The international deal to roll back economic sanctions against Iran if it allows inspections of its nuclear facilities has plenty of critics, but one of the biggest losers, Reuters reports, could be an obscure bank in India called UCO Bank.
Trade sanctions against Iranian financial institutions are designed to make it difficult to for the country to sell its most profitable export, oil, abroad. While India, a major importer of Iranian oil, has cut back its overall purchases of Iranian oil, it has continued buying some through a convoluted system: Iran ships oil to India, India puts the rupees it would have paid into a bank account at UCO, and then Iranian merchants import Indian goods, paying with letters of credit redeemable at that bank account.

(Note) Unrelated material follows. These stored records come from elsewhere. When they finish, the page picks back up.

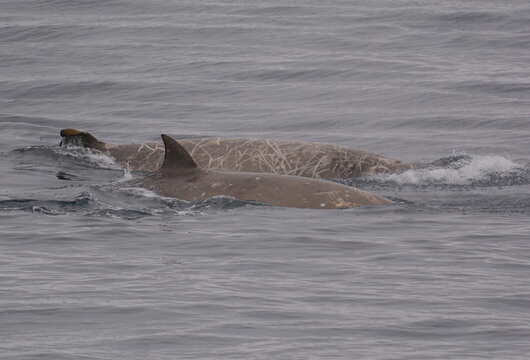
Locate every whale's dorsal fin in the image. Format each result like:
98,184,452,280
160,134,197,170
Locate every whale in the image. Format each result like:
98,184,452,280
60,128,414,179
122,134,391,209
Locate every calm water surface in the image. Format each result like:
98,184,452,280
0,0,530,360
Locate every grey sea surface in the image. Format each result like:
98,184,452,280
0,0,530,360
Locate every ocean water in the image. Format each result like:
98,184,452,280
0,0,530,360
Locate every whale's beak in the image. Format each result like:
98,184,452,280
59,128,106,151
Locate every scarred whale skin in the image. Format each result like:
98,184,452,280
122,135,391,209
61,129,413,179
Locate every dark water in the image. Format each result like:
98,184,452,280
0,0,530,360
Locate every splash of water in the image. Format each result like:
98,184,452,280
379,155,521,185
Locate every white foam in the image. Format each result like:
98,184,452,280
56,146,122,170
381,155,521,185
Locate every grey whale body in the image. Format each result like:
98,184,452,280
61,129,414,179
122,135,391,209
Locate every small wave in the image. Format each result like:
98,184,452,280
0,192,94,215
379,156,520,186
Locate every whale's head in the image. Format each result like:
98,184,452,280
59,129,107,151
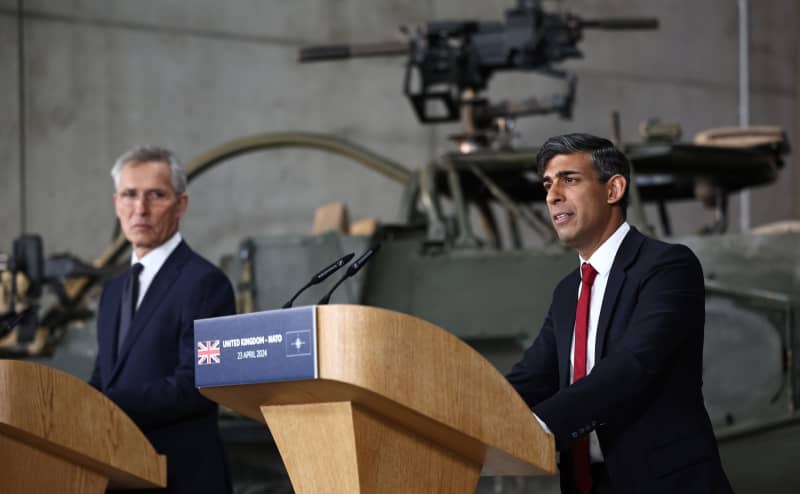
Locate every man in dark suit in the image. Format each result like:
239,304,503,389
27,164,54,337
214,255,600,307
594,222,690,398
90,147,235,494
507,134,731,494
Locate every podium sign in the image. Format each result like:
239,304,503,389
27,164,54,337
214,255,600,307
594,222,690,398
194,306,319,388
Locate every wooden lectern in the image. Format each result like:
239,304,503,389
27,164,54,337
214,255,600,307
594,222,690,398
200,305,556,494
0,360,167,494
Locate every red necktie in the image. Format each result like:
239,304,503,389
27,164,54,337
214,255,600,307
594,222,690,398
572,262,597,494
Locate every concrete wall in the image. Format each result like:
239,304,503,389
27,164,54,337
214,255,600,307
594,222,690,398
0,0,800,259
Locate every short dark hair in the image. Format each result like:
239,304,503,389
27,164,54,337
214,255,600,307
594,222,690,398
536,133,631,218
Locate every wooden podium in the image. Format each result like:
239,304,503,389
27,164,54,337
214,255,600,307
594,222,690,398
0,360,167,494
200,305,556,494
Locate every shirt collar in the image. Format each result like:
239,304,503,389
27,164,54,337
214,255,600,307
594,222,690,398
578,221,631,276
131,232,183,273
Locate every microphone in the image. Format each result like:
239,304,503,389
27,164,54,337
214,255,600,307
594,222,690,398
317,244,381,305
281,252,355,309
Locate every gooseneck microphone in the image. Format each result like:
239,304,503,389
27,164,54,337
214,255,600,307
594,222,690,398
317,244,381,305
281,252,355,309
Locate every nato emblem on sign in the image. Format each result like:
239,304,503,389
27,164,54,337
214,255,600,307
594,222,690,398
285,331,312,358
194,306,318,388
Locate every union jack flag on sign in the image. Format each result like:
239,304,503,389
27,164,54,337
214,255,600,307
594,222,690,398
197,340,220,365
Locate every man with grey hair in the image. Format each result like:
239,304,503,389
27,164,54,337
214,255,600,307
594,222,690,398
90,146,236,493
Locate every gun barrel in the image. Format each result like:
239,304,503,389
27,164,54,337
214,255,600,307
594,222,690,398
581,17,658,31
299,41,408,63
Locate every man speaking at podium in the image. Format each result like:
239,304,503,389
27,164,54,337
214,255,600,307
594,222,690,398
507,134,731,494
89,146,236,494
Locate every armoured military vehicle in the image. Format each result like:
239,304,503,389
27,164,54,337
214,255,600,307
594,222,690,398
0,2,800,494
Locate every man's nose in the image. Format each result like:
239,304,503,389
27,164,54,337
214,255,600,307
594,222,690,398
133,194,150,214
545,184,564,204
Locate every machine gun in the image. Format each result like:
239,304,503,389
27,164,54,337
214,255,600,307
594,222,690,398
0,235,102,356
300,0,658,146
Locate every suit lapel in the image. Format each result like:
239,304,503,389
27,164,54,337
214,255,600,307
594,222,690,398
594,227,645,362
109,241,191,384
97,276,127,387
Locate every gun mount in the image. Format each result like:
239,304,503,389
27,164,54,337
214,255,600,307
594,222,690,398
300,0,658,147
0,234,102,357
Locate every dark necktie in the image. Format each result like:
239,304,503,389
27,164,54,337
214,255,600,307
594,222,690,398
572,262,597,494
117,262,144,355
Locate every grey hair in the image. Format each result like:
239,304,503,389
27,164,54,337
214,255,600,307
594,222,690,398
111,146,186,194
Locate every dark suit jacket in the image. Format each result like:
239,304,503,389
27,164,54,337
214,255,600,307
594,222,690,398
507,228,731,494
90,242,236,494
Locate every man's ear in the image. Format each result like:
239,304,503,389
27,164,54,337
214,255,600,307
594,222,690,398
606,175,628,205
178,192,189,219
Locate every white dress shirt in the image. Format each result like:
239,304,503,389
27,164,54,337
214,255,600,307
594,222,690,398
131,232,183,309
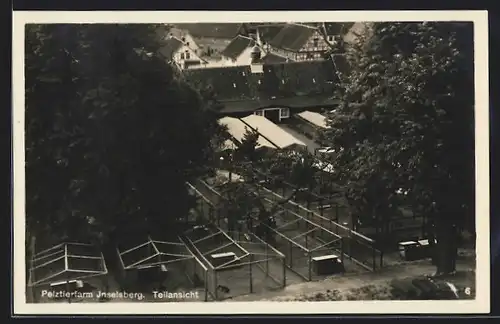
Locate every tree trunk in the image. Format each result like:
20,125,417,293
435,219,458,275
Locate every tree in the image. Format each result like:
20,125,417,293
25,24,218,249
234,127,261,162
325,23,475,273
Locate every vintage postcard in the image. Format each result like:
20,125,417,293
13,11,490,315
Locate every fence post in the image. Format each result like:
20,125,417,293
248,254,253,294
340,237,344,264
281,258,286,288
203,269,208,301
372,246,377,271
209,270,219,300
307,252,312,281
266,242,269,277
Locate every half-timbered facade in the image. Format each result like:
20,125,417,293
184,60,338,123
267,24,330,61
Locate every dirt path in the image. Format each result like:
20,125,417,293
229,260,475,301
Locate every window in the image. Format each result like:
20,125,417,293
280,108,290,118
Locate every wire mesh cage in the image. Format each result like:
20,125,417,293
28,242,108,287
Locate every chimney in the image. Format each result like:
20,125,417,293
250,45,262,64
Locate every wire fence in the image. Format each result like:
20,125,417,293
191,181,356,281
260,186,383,271
197,173,384,271
183,194,286,300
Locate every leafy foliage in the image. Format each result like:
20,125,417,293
324,23,474,272
25,24,218,247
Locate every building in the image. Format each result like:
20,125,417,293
266,24,330,61
321,22,354,44
221,35,256,66
173,23,246,61
183,56,338,123
159,36,206,69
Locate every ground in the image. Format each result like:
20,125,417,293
232,254,475,301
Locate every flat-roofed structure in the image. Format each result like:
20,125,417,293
241,115,307,149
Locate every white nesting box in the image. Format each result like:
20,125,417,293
50,280,83,291
210,252,237,267
398,241,419,260
311,254,344,275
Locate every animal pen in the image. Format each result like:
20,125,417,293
258,186,384,271
117,236,208,301
193,172,384,271
190,181,352,281
28,242,108,302
182,222,286,300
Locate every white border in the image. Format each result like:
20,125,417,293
12,11,490,315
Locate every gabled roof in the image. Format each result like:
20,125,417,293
257,24,287,43
262,53,287,64
269,24,318,52
221,35,255,60
159,37,183,60
184,60,338,111
175,23,243,39
324,22,354,36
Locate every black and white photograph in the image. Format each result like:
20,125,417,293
13,11,489,314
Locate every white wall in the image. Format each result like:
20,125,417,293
174,45,201,66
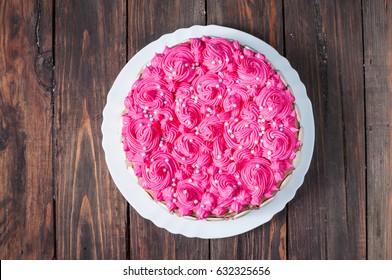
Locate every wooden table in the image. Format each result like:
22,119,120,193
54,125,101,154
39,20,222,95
0,0,392,259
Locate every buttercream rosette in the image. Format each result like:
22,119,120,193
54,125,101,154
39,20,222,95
122,36,301,220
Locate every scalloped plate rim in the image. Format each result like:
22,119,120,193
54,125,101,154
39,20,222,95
101,25,315,239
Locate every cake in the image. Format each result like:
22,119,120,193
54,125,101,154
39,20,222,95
122,36,302,220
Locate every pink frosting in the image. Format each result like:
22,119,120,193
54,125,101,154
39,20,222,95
122,37,300,219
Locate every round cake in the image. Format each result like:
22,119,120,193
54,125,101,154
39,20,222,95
122,36,302,219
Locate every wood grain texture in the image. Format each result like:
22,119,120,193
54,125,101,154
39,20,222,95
284,0,366,259
363,0,392,259
0,1,54,259
128,0,209,259
207,0,286,259
55,0,127,259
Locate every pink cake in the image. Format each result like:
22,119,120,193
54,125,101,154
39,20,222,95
122,37,301,219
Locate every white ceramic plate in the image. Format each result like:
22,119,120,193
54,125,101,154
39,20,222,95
102,25,314,238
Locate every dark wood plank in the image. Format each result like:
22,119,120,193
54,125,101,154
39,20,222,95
0,1,54,259
55,0,127,259
207,0,286,259
284,0,366,259
128,0,209,259
363,0,392,259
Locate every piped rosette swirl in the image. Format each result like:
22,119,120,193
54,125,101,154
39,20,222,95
122,37,301,219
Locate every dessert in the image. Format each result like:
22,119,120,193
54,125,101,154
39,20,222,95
122,36,303,219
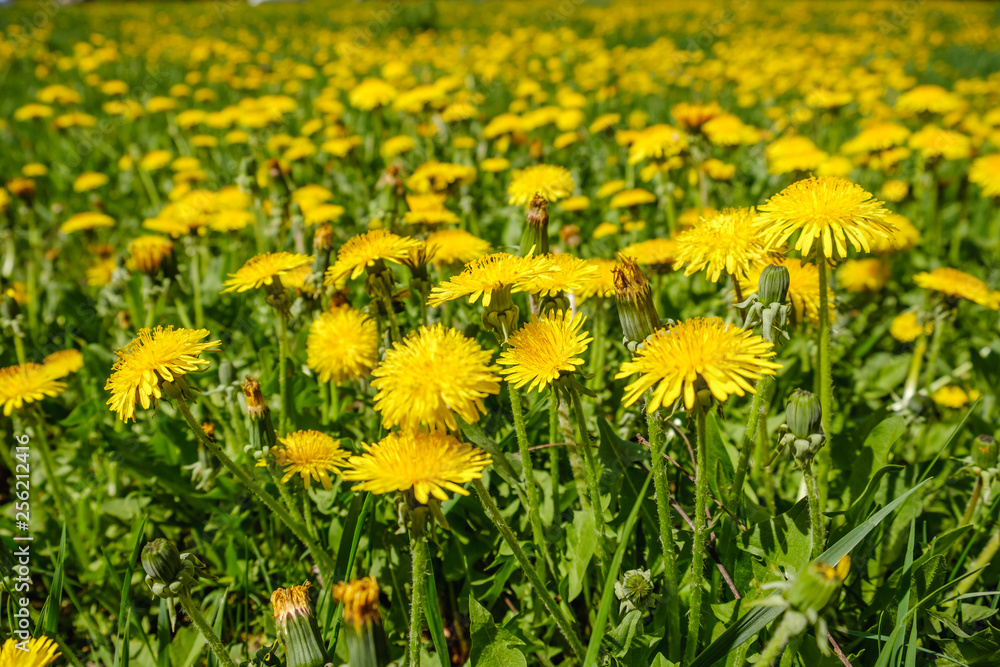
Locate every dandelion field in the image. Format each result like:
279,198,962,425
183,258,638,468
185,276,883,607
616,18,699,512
0,0,1000,667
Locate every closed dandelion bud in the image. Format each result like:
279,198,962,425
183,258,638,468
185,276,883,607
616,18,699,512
785,389,823,439
972,435,997,470
333,577,389,667
785,556,851,614
611,256,660,352
615,570,660,614
757,264,790,305
271,582,326,667
521,194,549,255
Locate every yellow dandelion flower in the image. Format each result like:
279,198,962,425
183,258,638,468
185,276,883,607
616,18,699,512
274,431,350,491
325,229,421,285
889,310,934,343
913,267,1000,310
222,252,315,294
426,229,490,264
306,306,378,384
59,211,115,234
73,171,108,192
507,164,575,206
104,326,221,422
42,350,83,379
427,252,557,306
497,310,594,392
615,317,781,413
127,234,174,275
837,259,891,292
740,259,834,326
755,176,893,261
372,324,500,430
0,364,66,417
343,430,493,504
0,637,62,667
672,207,780,283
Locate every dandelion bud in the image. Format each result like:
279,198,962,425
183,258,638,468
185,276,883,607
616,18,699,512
757,264,790,305
785,389,823,439
972,435,997,470
785,556,851,614
271,582,326,667
615,570,660,614
521,194,549,255
611,255,660,352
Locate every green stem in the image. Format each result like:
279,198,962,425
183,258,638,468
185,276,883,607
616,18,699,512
407,507,429,667
685,406,709,663
569,387,608,574
507,383,556,582
646,410,681,662
472,479,586,659
32,407,90,570
175,397,335,581
177,591,236,667
802,461,826,558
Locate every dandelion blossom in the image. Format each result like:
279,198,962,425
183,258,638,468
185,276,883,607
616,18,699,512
615,317,781,413
343,430,493,504
497,310,594,391
104,326,221,422
372,324,500,430
274,431,350,491
306,306,378,384
755,176,893,261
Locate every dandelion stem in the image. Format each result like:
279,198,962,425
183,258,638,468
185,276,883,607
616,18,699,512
569,387,608,574
646,402,681,662
175,397,334,581
507,383,555,582
685,406,708,663
177,591,236,667
472,479,585,659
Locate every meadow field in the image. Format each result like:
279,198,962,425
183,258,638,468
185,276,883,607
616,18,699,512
0,0,1000,667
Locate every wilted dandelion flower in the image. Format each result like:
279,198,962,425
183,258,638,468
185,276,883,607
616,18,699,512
755,176,893,261
222,252,314,294
104,326,221,422
913,267,1000,310
615,317,781,413
507,164,575,206
343,429,492,504
274,431,350,491
324,229,421,286
372,324,500,430
0,637,62,667
425,229,490,264
306,306,378,384
497,310,594,391
0,364,66,417
676,207,781,283
427,252,557,306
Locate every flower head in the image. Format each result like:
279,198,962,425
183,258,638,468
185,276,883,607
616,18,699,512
0,364,66,417
507,164,575,206
497,310,593,391
755,176,893,261
274,431,350,491
222,252,314,293
676,207,780,282
615,317,781,413
372,324,500,430
427,252,557,306
344,429,492,504
306,306,378,384
104,326,221,422
913,267,1000,310
325,229,421,286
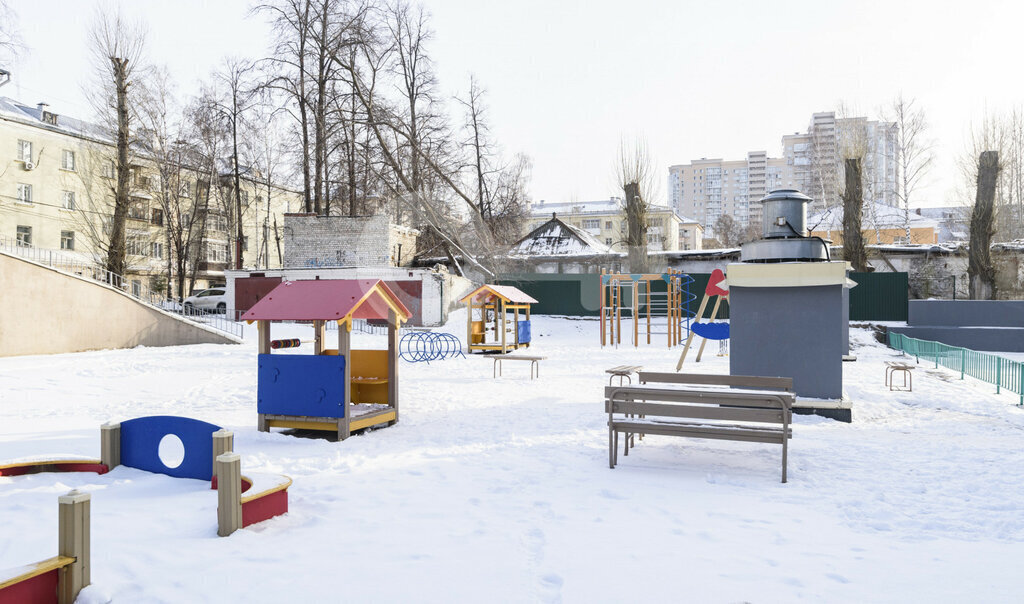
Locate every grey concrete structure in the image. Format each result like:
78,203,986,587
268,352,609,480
729,285,844,399
0,253,240,356
890,300,1024,352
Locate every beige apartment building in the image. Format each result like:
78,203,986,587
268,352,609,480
526,198,703,253
669,112,897,236
0,97,301,295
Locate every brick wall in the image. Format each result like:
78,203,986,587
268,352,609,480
283,214,391,268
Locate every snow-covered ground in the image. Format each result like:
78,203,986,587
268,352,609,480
0,313,1024,602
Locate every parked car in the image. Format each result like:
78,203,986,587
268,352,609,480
184,288,227,312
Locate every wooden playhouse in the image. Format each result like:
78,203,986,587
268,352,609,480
461,285,537,354
242,279,411,439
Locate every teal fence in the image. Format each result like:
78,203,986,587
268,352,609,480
889,332,1024,405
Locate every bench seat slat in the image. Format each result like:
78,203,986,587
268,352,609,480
640,372,793,390
604,386,796,408
613,423,793,444
604,401,793,424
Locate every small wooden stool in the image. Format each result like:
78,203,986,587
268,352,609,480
886,360,914,392
604,364,643,386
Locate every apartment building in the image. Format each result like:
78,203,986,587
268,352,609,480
669,112,897,236
0,97,300,294
526,198,703,253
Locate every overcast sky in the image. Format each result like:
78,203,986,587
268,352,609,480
0,0,1024,206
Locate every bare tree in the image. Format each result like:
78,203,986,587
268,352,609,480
885,92,935,243
213,58,256,268
615,138,654,272
89,12,145,274
843,158,867,272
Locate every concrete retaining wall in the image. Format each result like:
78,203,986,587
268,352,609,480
0,254,237,356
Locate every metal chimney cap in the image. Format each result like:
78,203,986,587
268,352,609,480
761,188,813,204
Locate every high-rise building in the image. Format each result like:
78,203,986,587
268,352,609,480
669,112,897,236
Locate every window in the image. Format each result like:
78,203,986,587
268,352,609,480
17,182,32,204
125,236,150,256
17,224,32,248
17,140,32,162
128,202,150,220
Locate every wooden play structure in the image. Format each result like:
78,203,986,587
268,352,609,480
242,279,412,439
676,268,729,372
600,268,696,348
460,285,537,354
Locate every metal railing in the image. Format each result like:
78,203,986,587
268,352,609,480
889,332,1024,406
0,235,244,338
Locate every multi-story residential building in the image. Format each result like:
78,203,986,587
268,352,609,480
526,198,703,252
669,152,784,236
669,112,897,236
0,97,300,295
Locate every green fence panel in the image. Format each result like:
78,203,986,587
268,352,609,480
850,272,909,320
889,332,1024,405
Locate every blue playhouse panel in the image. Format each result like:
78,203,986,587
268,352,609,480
690,322,729,340
256,354,345,418
121,416,220,480
519,320,529,344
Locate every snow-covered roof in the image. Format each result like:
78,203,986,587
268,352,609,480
509,217,615,256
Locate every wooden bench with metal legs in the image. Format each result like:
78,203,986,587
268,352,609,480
492,354,548,380
604,386,796,482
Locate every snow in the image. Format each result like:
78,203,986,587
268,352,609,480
0,313,1024,602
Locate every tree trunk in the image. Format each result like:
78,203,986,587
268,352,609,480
967,152,999,300
106,58,131,275
623,182,647,272
842,158,867,272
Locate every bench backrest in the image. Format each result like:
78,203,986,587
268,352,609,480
604,386,794,425
639,372,793,392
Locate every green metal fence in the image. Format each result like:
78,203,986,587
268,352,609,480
889,332,1024,406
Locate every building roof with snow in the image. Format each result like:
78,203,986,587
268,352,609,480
509,215,616,256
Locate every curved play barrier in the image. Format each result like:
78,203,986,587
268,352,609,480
398,332,466,362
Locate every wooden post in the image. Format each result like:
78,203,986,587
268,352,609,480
498,299,508,354
256,319,270,354
338,319,352,440
99,423,121,470
387,309,398,426
313,319,324,354
216,452,242,536
466,298,473,354
211,428,234,476
597,268,605,346
57,490,92,604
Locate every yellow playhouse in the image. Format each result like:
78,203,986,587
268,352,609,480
461,284,537,354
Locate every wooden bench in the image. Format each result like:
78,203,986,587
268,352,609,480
886,360,914,392
492,354,548,380
604,364,643,386
604,373,796,482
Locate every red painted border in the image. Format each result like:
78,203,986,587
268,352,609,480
242,489,288,526
0,568,60,604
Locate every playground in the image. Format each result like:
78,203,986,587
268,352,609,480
0,309,1024,602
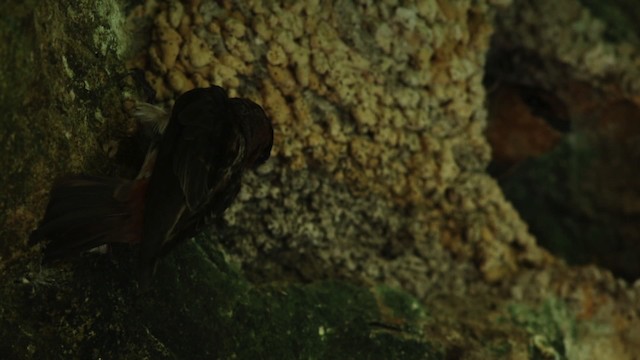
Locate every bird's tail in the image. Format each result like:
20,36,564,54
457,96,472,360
29,175,147,263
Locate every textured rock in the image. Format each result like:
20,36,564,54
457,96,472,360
0,0,640,359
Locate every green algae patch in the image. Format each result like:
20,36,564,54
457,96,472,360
508,299,577,359
142,236,442,359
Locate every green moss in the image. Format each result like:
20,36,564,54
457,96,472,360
508,298,577,359
143,236,439,359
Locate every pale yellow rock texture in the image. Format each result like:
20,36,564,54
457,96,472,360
132,0,640,359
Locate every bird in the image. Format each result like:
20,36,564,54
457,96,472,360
29,86,273,287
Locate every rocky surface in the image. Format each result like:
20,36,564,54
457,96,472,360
0,0,640,359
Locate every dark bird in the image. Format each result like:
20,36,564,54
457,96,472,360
30,86,273,287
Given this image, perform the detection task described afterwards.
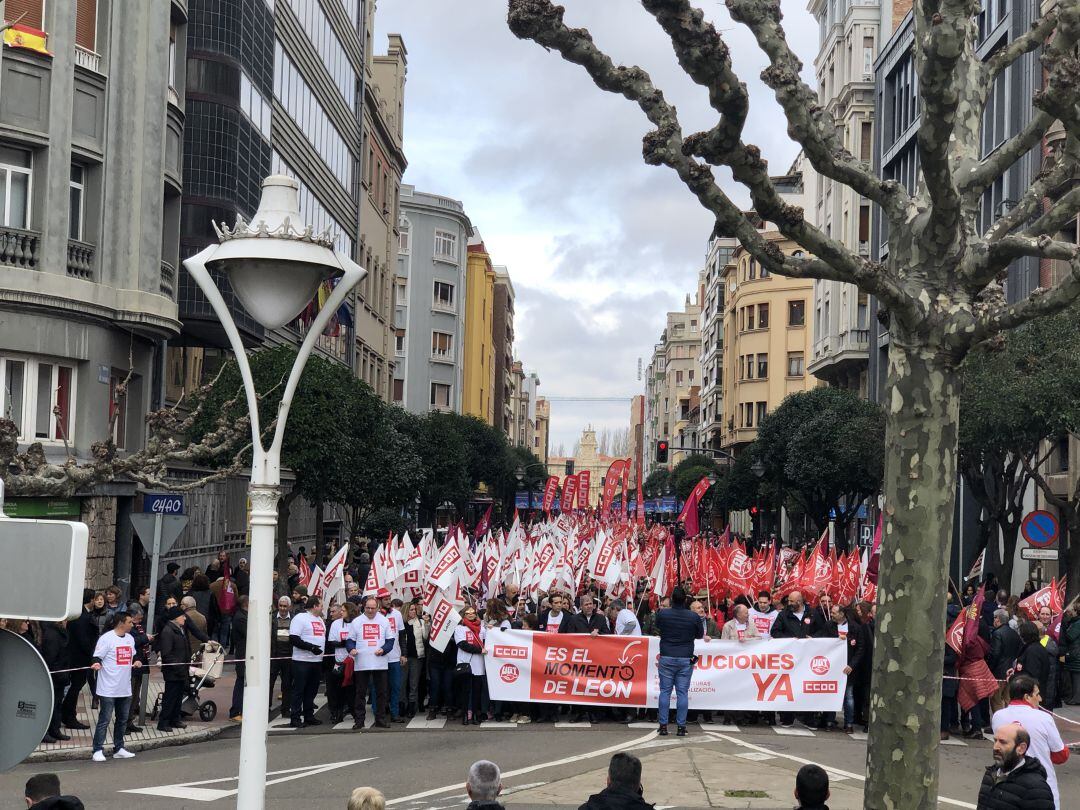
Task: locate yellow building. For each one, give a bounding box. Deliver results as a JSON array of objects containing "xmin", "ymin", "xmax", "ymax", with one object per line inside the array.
[
  {"xmin": 723, "ymin": 231, "xmax": 821, "ymax": 451},
  {"xmin": 461, "ymin": 230, "xmax": 495, "ymax": 424}
]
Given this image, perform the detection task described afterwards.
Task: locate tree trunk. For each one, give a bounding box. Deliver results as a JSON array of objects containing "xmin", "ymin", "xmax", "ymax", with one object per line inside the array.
[
  {"xmin": 276, "ymin": 489, "xmax": 299, "ymax": 582},
  {"xmin": 864, "ymin": 332, "xmax": 960, "ymax": 810}
]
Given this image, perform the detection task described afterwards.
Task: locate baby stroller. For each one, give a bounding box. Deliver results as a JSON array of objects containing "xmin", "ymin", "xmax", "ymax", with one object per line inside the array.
[{"xmin": 150, "ymin": 642, "xmax": 225, "ymax": 723}]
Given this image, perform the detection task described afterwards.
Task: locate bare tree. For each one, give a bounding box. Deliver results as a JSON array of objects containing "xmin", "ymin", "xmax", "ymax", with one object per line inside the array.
[{"xmin": 509, "ymin": 0, "xmax": 1080, "ymax": 810}]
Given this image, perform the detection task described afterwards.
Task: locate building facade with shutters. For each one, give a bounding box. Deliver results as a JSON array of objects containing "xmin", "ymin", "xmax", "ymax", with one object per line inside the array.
[
  {"xmin": 391, "ymin": 185, "xmax": 472, "ymax": 414},
  {"xmin": 0, "ymin": 0, "xmax": 188, "ymax": 586}
]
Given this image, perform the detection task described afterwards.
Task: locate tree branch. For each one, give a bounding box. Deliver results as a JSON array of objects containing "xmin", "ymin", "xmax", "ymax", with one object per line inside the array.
[{"xmin": 725, "ymin": 0, "xmax": 908, "ymax": 216}]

But, as you might imagine, the oil Iran sends India is more expensive than what Iran buys from India, and there’s a fair amount of time between India making deposits into the bank account to pay for the oil and withdrawing from the account the value of its exports to Iran. Meanwhile, all that cash is just accumulating—which works out just dandy for UCO Bank.
Before the sanctions, UCO was a poorly-performing provincial lender. After the sanctions, its cost of capital became one of the lowest in the country, making its loans much more profitable, thanks to $3 billion in technically-Iranian rupees it has in its coffers, about an eighth of its total deposits. No one knows how much longer the current arrangement will last, but analysts told Reuters that heavy dependence on the Iran business is a major risk factor for the bank.
That likely explains why its CEO is stressing plans to find new customers. In the meantime, the peace process rolls onward, though perhaps he can count on a different kind of bank bail-out from the US Congress—in the form of a new package of sanctions against Iran opposed by the White House.